Ich denke, es zeichnet ihn auch aus, dass, wenn man mit ihm zusammenarbeitet, wie jetzt bei ‚Frank Wildhorn & Friends‘, er es auch genießt, wenn man seine Musik interpretiert.

Er sitzt dann am Klavier und schaut dich mit einem großen Lächeln an und genießt es, wenn man ihn ansieht, mit ihm singt und mit ihm Musik macht. Ich glaube, für ihn ist einfach zusammen Musik zu machen etwas sehr Schönes.

Das strahlt er auch aus, wenn er auf der Bühne ist. Er ist dann nicht in seinem Klavierspiel gefangen, sondern immer ganz bei dir und begleitet dich. Das finde ich sehr schön. Er wird zu einem Begleiter, jemandem, der mit dir zusammen etwas schafft. Auch in den Gesprächen mit ihm merkt man, dass es dann nicht um ihn geht, sondern um dich und das, was du aus seiner Musik machst.

um: Ihre Interpretation!

PD: Und er lässt einem da viel Freiraum. Wenn er merkt, dass du in eine ganz andere Richtung gehst, hilft er schon. Aber ich muss sagen, bei mir ist er immer ziemlich locker gewesen, weil ich gleich verstanden habe, worum es bei ihm geht.

um: Gab es Titel, die Sie besonders gern interpretiert haben?

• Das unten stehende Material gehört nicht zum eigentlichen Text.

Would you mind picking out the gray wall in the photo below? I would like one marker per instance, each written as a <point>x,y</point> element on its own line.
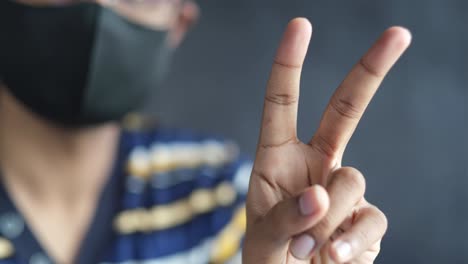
<point>411,144</point>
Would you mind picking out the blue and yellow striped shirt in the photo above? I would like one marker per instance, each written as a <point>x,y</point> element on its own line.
<point>173,197</point>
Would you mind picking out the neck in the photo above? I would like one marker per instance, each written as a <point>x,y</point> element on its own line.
<point>53,165</point>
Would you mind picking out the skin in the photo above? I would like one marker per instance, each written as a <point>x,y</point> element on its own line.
<point>299,192</point>
<point>296,188</point>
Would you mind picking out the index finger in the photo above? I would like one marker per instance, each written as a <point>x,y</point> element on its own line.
<point>350,100</point>
<point>282,94</point>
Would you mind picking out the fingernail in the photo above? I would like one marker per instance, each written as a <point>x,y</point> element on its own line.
<point>306,205</point>
<point>343,250</point>
<point>302,246</point>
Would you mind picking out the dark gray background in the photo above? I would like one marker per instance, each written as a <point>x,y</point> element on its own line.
<point>411,144</point>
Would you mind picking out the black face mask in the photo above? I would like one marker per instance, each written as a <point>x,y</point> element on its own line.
<point>78,65</point>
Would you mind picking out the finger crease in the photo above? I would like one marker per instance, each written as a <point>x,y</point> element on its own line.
<point>293,140</point>
<point>281,99</point>
<point>290,66</point>
<point>345,108</point>
<point>369,69</point>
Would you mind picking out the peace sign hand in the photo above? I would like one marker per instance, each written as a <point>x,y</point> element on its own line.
<point>302,206</point>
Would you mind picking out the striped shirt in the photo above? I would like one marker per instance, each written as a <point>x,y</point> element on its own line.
<point>174,196</point>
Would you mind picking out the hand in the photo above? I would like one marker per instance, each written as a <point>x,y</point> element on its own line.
<point>302,206</point>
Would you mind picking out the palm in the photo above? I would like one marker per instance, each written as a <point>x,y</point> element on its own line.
<point>285,166</point>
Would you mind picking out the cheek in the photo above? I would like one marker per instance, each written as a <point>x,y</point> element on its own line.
<point>158,15</point>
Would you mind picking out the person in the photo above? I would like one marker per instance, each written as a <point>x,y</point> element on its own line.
<point>85,181</point>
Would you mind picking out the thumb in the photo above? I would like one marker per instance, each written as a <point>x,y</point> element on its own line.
<point>267,239</point>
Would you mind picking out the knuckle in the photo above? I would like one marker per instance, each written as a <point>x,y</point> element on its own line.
<point>352,180</point>
<point>324,146</point>
<point>322,231</point>
<point>362,235</point>
<point>345,108</point>
<point>281,98</point>
<point>368,69</point>
<point>380,218</point>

PD: Erst einmal muss ich sagen, dass ich es sehr genossen habe, dieses Konzert zu singen. Es war nicht leicht, weil ich zehn neue Nummern einstudieren musste. Denn die Songs, welche Linda gesungen hat, habe ich meist in den vergangenen Konzerten gesungen.

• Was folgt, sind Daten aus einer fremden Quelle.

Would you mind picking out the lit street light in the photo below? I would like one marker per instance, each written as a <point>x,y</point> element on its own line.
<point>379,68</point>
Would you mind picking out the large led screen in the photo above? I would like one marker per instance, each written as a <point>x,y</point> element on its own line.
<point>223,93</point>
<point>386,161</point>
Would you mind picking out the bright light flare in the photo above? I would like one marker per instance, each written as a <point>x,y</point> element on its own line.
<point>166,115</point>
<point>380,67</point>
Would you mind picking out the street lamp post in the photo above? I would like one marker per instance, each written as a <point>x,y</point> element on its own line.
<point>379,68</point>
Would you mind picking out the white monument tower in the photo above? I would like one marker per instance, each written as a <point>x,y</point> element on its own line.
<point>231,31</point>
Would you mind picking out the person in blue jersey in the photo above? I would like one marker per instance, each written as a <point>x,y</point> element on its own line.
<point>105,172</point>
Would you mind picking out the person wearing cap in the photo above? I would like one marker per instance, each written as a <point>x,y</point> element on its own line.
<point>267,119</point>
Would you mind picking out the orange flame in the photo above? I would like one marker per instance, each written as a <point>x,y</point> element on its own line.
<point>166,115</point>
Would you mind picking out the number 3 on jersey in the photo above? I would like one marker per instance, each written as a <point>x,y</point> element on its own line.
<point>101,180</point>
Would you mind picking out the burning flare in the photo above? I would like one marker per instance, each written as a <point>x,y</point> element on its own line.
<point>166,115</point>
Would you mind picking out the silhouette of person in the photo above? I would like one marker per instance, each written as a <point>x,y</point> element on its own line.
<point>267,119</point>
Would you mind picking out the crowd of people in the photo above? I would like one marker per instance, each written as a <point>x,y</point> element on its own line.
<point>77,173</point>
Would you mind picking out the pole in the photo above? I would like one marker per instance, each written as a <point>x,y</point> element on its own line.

Jetzt musste ich neue Titel einstudieren. Das war viel, da ich in dieser Zeit achtmal in der Woche ‚We Will Rock You‘ in Holland gespielt habe, und die Texte der Balladen sind lang, aber es hat mir wahnsinnig viel Spaß gemacht.

Dann hatten wir auch nur eine Probe. Wir haben einmal geprobt, und am nächsten Tag gleich das Staging mit dem Orchester gemacht. Einen Tag später war schon das Konzert.

An diesem Abend habe ich jeden Titel genossen und vor allem den Zusammenklang mit dem herrlichen Orchester der Vereinigten Bühnen Wien.

Ein Lied war besonders speziell für mich, und zwar Please Don´t Make Me Love You aus ‚Dracula‘, da ich die Nummer als Erste auf Englisch im europäischen Bereich singen durfte. Only Love (‚Rudolf‘) war sehr schön und einfach zu interpretieren.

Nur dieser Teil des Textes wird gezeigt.